Les membres du jury de cette soutenance sont :

  • Monsieur ZAKANE Vincent, Professeur à l’Université Thomas Sankara , Ouagadougou, Burkina Faso
  • Madame Lorena Poblete, Professeure à l’Université de San Martin, Buenos Aires, Argentine
  • Madame Adelle Blackett, Professeure à l’Université McGill, Montréal, Canada
  • Monsieur Fabrice Hourquebie, Professeur à l’Université de Bordeaux

Cette thèse sur l’encadrement juridique du travail domestique au Burkina Faso intervient quelques jours après l’adoption d’un nouveau Code du travail au Burkina Faso.

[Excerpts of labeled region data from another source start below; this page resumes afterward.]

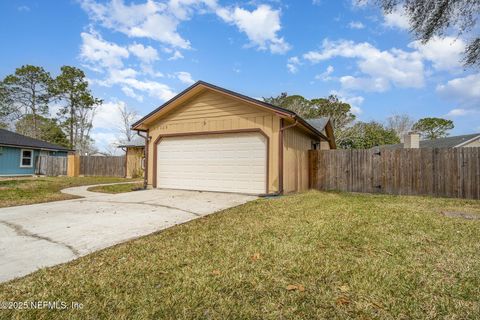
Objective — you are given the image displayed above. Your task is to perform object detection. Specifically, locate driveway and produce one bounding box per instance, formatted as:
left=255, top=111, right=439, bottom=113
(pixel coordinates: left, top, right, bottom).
left=0, top=186, right=256, bottom=282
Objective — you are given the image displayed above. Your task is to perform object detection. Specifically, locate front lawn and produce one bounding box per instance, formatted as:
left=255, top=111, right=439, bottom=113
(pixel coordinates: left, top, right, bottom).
left=87, top=181, right=143, bottom=193
left=0, top=191, right=480, bottom=319
left=0, top=177, right=139, bottom=208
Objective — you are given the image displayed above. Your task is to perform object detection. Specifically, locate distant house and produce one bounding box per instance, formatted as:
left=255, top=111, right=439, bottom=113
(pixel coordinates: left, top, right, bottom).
left=0, top=129, right=70, bottom=176
left=118, top=136, right=145, bottom=178
left=381, top=133, right=480, bottom=149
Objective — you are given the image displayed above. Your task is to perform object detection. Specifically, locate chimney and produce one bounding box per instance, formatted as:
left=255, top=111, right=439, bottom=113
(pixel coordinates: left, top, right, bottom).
left=403, top=132, right=420, bottom=149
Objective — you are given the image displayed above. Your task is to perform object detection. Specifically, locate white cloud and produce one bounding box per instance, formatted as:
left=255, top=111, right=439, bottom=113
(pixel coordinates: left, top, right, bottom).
left=92, top=101, right=125, bottom=129
left=175, top=71, right=195, bottom=84
left=348, top=21, right=365, bottom=29
left=17, top=5, right=30, bottom=12
left=119, top=78, right=175, bottom=101
left=79, top=0, right=290, bottom=55
left=128, top=43, right=158, bottom=64
left=330, top=90, right=365, bottom=116
left=409, top=36, right=465, bottom=71
left=437, top=73, right=480, bottom=102
left=122, top=86, right=143, bottom=102
left=446, top=108, right=478, bottom=117
left=168, top=50, right=183, bottom=61
left=81, top=0, right=190, bottom=49
left=303, top=40, right=424, bottom=91
left=216, top=5, right=290, bottom=53
left=315, top=65, right=335, bottom=81
left=287, top=57, right=301, bottom=73
left=80, top=32, right=129, bottom=68
left=340, top=76, right=390, bottom=92
left=383, top=6, right=410, bottom=30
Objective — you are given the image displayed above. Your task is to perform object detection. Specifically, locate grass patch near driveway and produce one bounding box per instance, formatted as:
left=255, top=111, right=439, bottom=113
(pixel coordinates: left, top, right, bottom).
left=0, top=191, right=480, bottom=319
left=0, top=177, right=139, bottom=207
left=87, top=181, right=143, bottom=193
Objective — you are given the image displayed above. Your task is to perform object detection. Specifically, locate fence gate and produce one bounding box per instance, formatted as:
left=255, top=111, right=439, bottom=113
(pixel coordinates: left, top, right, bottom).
left=80, top=156, right=126, bottom=177
left=35, top=156, right=67, bottom=176
left=309, top=148, right=480, bottom=199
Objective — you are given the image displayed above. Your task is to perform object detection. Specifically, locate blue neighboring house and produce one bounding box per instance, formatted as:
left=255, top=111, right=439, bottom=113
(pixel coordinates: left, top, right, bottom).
left=0, top=129, right=71, bottom=176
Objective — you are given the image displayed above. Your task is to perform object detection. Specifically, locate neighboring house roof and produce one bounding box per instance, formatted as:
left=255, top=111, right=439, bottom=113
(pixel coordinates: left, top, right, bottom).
left=0, top=129, right=71, bottom=151
left=132, top=81, right=335, bottom=146
left=118, top=136, right=145, bottom=148
left=381, top=133, right=480, bottom=149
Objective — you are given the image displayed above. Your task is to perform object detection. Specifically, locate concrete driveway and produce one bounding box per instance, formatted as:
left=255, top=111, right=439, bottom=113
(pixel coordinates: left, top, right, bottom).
left=0, top=187, right=256, bottom=282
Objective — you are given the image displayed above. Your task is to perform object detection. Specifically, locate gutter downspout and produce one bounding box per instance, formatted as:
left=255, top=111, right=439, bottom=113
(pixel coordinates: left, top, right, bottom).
left=278, top=118, right=298, bottom=194
left=135, top=130, right=148, bottom=189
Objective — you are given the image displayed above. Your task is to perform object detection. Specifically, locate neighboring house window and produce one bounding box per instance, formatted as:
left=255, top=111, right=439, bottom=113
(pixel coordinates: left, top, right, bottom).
left=20, top=149, right=33, bottom=168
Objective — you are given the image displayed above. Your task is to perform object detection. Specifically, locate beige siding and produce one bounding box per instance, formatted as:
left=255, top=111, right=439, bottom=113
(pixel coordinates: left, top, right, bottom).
left=126, top=148, right=144, bottom=178
left=283, top=127, right=315, bottom=193
left=148, top=91, right=280, bottom=192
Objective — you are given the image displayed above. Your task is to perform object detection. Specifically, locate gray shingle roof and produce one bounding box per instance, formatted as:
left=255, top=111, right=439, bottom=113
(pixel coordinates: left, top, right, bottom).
left=306, top=117, right=330, bottom=132
left=0, top=129, right=70, bottom=151
left=381, top=133, right=480, bottom=149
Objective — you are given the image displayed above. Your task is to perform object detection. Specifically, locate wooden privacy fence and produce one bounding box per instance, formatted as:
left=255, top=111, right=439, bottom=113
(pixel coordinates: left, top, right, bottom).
left=79, top=156, right=125, bottom=177
left=309, top=148, right=480, bottom=199
left=35, top=156, right=67, bottom=176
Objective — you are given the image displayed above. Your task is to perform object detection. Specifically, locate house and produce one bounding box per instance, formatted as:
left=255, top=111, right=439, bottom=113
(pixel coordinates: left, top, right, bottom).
left=0, top=129, right=70, bottom=176
left=118, top=136, right=145, bottom=178
left=132, top=81, right=336, bottom=194
left=381, top=133, right=480, bottom=149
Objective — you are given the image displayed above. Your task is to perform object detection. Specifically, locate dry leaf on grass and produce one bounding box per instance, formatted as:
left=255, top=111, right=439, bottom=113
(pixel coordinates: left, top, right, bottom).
left=339, top=285, right=350, bottom=292
left=287, top=284, right=305, bottom=292
left=337, top=297, right=350, bottom=305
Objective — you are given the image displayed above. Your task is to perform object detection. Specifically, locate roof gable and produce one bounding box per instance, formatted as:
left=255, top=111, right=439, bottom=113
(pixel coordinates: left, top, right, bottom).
left=132, top=81, right=335, bottom=145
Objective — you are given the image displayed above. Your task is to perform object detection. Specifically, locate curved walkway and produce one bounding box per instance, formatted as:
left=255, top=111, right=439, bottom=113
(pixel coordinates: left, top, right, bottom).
left=0, top=186, right=256, bottom=282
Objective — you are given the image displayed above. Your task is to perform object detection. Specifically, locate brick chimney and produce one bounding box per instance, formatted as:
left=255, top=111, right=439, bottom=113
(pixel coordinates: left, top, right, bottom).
left=403, top=132, right=420, bottom=149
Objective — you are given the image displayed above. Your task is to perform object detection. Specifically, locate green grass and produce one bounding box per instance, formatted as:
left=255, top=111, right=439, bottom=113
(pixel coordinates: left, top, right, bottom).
left=0, top=177, right=138, bottom=207
left=87, top=181, right=143, bottom=193
left=0, top=191, right=480, bottom=319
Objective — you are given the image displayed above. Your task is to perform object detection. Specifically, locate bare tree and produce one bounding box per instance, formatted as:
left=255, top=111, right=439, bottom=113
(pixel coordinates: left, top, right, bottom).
left=374, top=0, right=480, bottom=67
left=118, top=104, right=138, bottom=142
left=0, top=65, right=52, bottom=138
left=386, top=113, right=415, bottom=142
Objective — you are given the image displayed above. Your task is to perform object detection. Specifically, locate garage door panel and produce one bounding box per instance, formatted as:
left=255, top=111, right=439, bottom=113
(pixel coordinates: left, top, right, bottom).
left=157, top=133, right=267, bottom=193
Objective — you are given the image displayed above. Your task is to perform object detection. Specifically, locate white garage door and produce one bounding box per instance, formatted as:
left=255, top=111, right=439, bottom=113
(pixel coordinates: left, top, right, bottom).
left=157, top=133, right=267, bottom=194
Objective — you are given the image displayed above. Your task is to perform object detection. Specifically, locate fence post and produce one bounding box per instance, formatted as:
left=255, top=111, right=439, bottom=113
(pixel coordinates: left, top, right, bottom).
left=308, top=150, right=319, bottom=189
left=67, top=154, right=80, bottom=177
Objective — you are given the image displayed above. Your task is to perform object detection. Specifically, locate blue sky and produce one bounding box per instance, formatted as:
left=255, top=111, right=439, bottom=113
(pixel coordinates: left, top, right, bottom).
left=0, top=0, right=480, bottom=148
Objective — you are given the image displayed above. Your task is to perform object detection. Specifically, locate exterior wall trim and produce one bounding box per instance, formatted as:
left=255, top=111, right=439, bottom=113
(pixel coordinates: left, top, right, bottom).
left=152, top=128, right=270, bottom=194
left=19, top=148, right=35, bottom=168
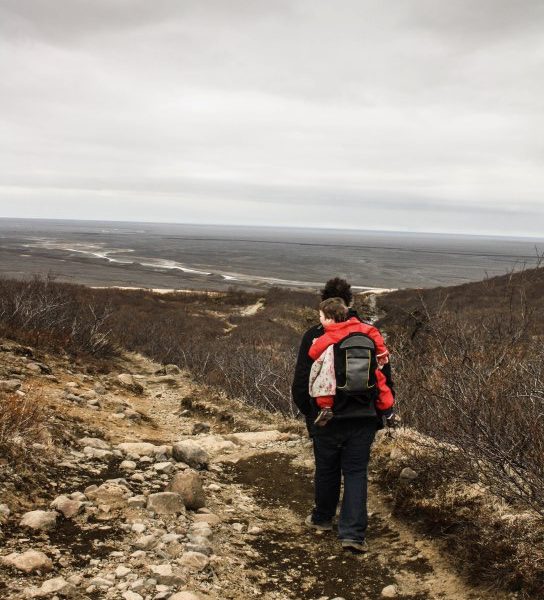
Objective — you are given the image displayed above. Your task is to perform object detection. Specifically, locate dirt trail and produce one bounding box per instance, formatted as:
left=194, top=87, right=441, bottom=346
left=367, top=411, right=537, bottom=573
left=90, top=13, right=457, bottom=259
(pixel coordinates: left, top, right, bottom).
left=111, top=358, right=508, bottom=600
left=0, top=355, right=509, bottom=600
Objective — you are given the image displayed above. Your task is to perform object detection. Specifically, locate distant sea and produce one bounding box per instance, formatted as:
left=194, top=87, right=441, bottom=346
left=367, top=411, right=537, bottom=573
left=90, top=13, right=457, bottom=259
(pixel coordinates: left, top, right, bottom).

Ce que prévoit le Code du travail au Burkina Faso comme nouveauté

Les innovations de ce texte sont :

-la limitation du nombre de renouvellements du contrat de travail à durée déterminée (CDD). En effet, le CDD ne peut pas être renouvelé plus de deux fois avec le même travailleur. Il ne peut être conclu un CDD plus de trois fois avec le même travailleur dans la même entreprise de façon continue ou discontinue ;

-l’encadrement de l’exercice des activités de travail temporaire à travers, entre autres, la limitation de la durée de mise à disposition d’un travailleur à un an, la fixation du principe d’égalité de rémunération entre le travailleur temporaire ou intérimaire et celui de l’entreprise utilisatrice ayant la même qualification professionnelle et occupant le même emploi et la limitation des cas dans lesquels une entreprise utilisatrice peut recourir au travail temporaire ;

– l’institution et l’encadrement du télétravail eu égard aux nouvelles formes d’organisation du travail et tenir compte de l’évolution des nouvelles technologies et de la Covid 19 ;

-le relèvement du montant des dommages et intérêts de 18 mois à 24 mois de salaire pour les travailleurs afin de limiter les abus en matière de licenciement ;

-le relèvement du seuil pour faire appel en cas de jugement de 200 000 FCFA à 1 000 000 FCFA pour limiter les abus en matière d’appel ;

-l’amélioration de la procédure de la gestion des conflits collectifs de travail à travers la fixation d’un délai de trois mois au conseil d’arbitrage pour rendre la sentence arbitrale afin d’accélérer la procédure et lever les restrictions du droit de grève et l’instauration du pourvoi en cassation en cas du refus d’une des parties ;

-l’encadrement de l’embauche des travailleurs non nationaux à travers l’autorisation préalable du service public d’emploi pour tout employeur qui veut recruter un travailleur non national non-résident, l’obligation de disposer d’un permis de travail et l’obligation de viser le contrat de travail du non national non résident avant tout début d’exécution du contrat de travail ;

-la prise en compte du harcèlement moral et la redéfinition du harcèlement sexuel en milieu de travail pour permettre la poursuite judiciaire des personnes coupables de tels actes ;

– l’harmonisation de la durée du contrat de travail à durée déterminée à deux ans pour les nationaux et les non nationaux pour lever la discrimination qui défavorisait les travailleurs nationaux ;

– l’obligation de renouveler le visa du contrat de travail à durée indéterminée du travailleur non national non résident tous les deux ans afin de mieux surveiller le recours à l’expertise étrangère ;

– la reconnaissance de la force majeure comme une cause de mise en chômage technique et non une cause de suspension systématique sans solde du contrat de travail ;

– l’augmentation de la durée de la période de suspension de six à dix mois du contrat du travailleur détenu qui n’a pas commis de faute professionnelle pour mieux protéger les travailleurs dans cette situation ;

– l’augmentation de la durée du repos pour allaitement de 14 mois à 15 mois au profit de la femme salariée pour une harmonisation avec la durée du repos pour allaitement de la femme fonctionnaire ;

– l’augmentation de la durée maximum des permissions exceptionnelles de dix (10) à quinze (15) jours pour des événements à caractère social touchant le travailleur ;

– l’institution du prélèvement volontaire à la source des cotisations syndicales appelées check-off ou précompte syndical pour faciliter le recouvrement des cotisations des syndicats ;

– la mise en place du Comité de sécurité et santé au travail à partir de vingt-cinq (25) travailleurs au lieu de trente (30) pour améliorer la sécurité et la santé au travail d’un plus grand nombre de travailleurs.